SYNCHROTRON’S DISCLOSURES

But Louis Ducos du Hauron did not stop his research after achieving this first result, however satisfactory it was, because it enabled him to obtain three monochrome positives from three prints. As proved by research recently carried out by the Synchrotron of Grenoble. A multidisciplinary team made up of European specialists of l'ESRF, du CNRS, of C2RMF, of musée d’Orsay, of l’École nationale supérieure (ENS) Louis-Lumière, of the Faculty of Science and engineering of Sorbonne-Université, of chemistry Paris-Tech, and of a specialised photographic conservator, with innovative means, hardly possible until then. They studied various photographs of Louis Ducos du Hauron and thus discovered chemical products and pigments, trichrome coal, potassium dichromate, Prussian blue, chrome yellow, carmine red and alizarine madder varnish, he had in turn tried and retained to improve the fixing of a coloured image on the glass plates of his darkroom, thus bringing a compelling proof, if need be, of exclusive authorship of Heliochromy he was entitled to.

The melanochromoscope


Louis Ducos du Hauron also continued to try and improve his shooting. He thus replaced his initial darkroom by the Melanochromoscope then a more efficient Chromographoscope whose model he made a precise drawing of and that he had had built by a Parisian specialist after filing a patent.

« THE SUN DID NOT DISAPPOINT MY EXPECTATIONS »

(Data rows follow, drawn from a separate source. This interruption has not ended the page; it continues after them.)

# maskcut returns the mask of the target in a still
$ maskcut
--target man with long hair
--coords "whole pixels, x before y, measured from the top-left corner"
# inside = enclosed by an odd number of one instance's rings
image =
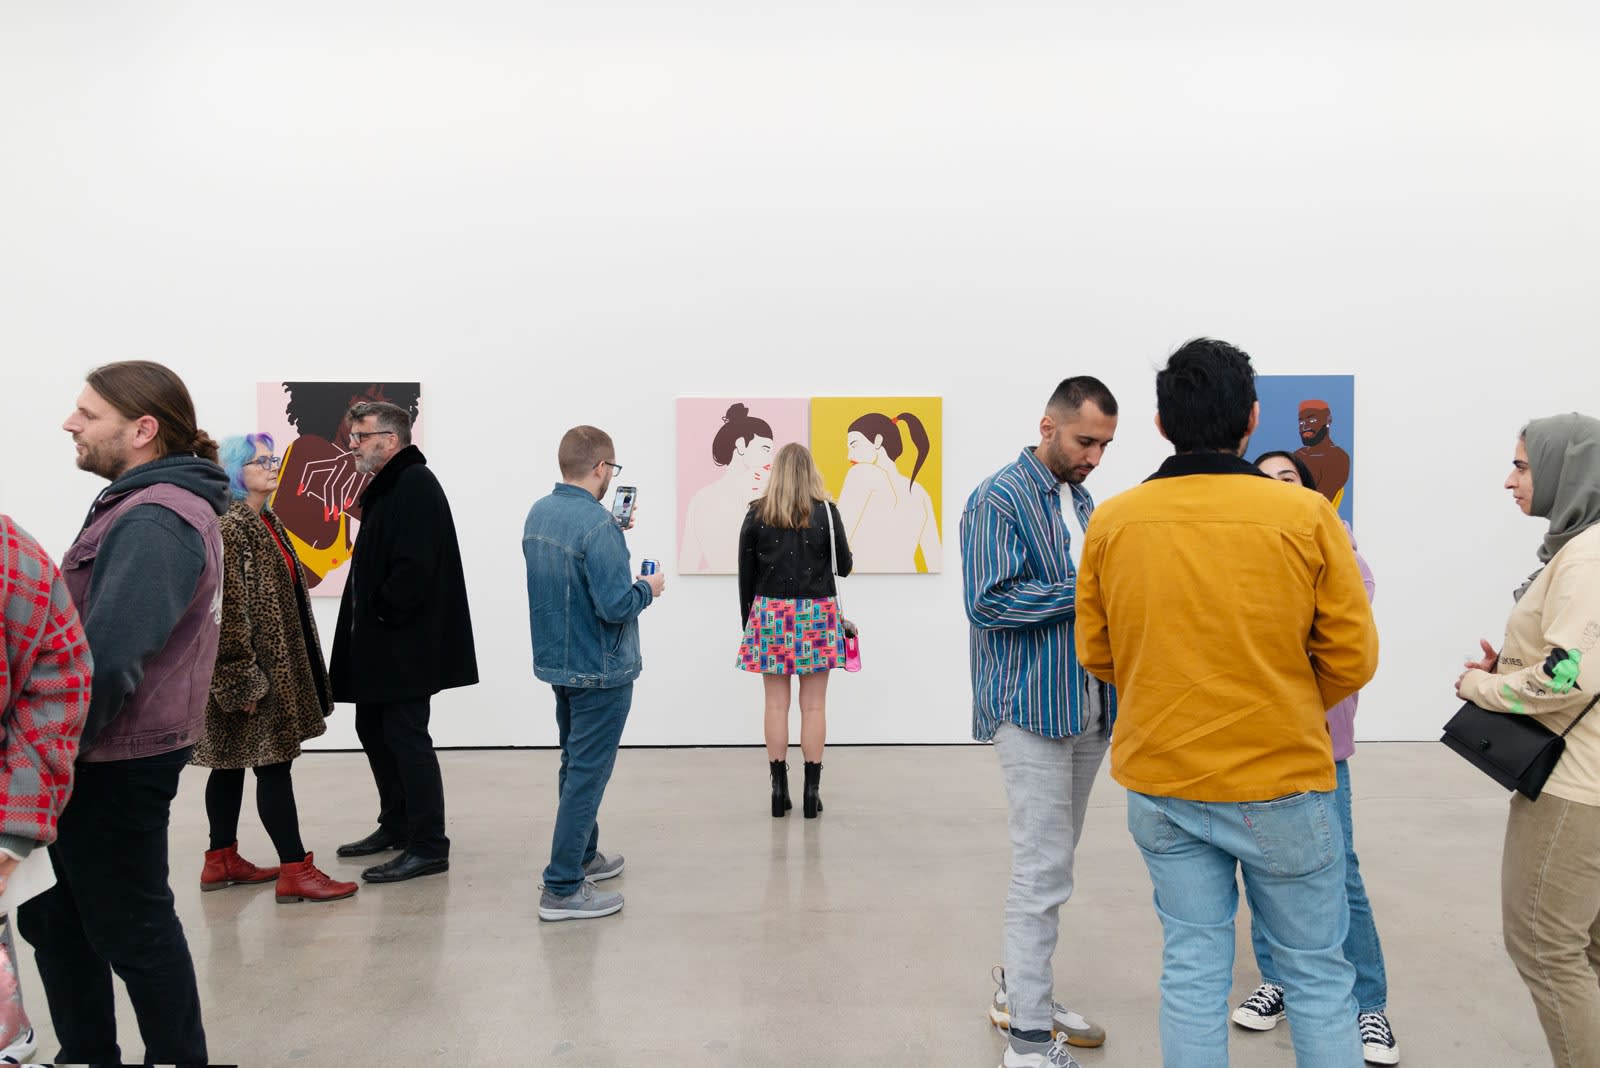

To make it simple, without falling into the trap of an obscure optical and physical technique, this camera makes it possible, thanks to an initial prism and a system of mirrors, to leave simultaneously an imprint and not one after the other, on the three negative plates of the same exterior image, but each time separately and exclusively filtered.

Respectively, each negative has its red, yellow and blue filter.

Louis Ducos du Hauron was thus assured to obtain three formally identical and super-imposable images without risking a lag of one of the three photographs.

Coteaux de l'Ermitage (hillside) in Agen

The superimposition of the three gives a coloured image, faithful to the original, the photograph captured by the optics of the darkroom.

The other advantage of the process is to reduce exposure that initially took Niépce a whole day.

« On approche du but, on l'a atteint! », s'exclame enthousiaste son frère Alcide.

Faubourg de l'Ermitage à Agen

Louis Ducos du Hauron consigne ses travaux dans deux

mémoires.

Le premier concerne « Les sensations lumineuses ». Le second « Les couleurs en photographie, solution du problème » ne sera rédigé qu'une fois qu’à la place de la photo projetée et immatérielle, il réalisera une épreuve sur papier polychrome à l'aide de ses trois filtres monochromes, reproduisant ainsi les couleurs de l'original.

Ces deux héliochromies qu'il présentera publiquement ne sont autres que ses deux vues d'Agen.

La ville photographiée en surplomb depuis les hauteurs du coteau de l'Ermitage et le coteau de l'Ermitage pris en contrebas.

Alors seulement Louis Ducos du Hauron peut confier satisfait:

« Le soleil n'a pas trompé mon attente. Il fait un usage judicieux de la palette réduite à trois couleurs ».

Il a bel et bien inventé, mais aussi réalisé, en exclusivité, la première photo en couleurs du monde et à Agen et mérité ce surnom que lui donne la Société française de photographie : « Le jeune savant du Midi ».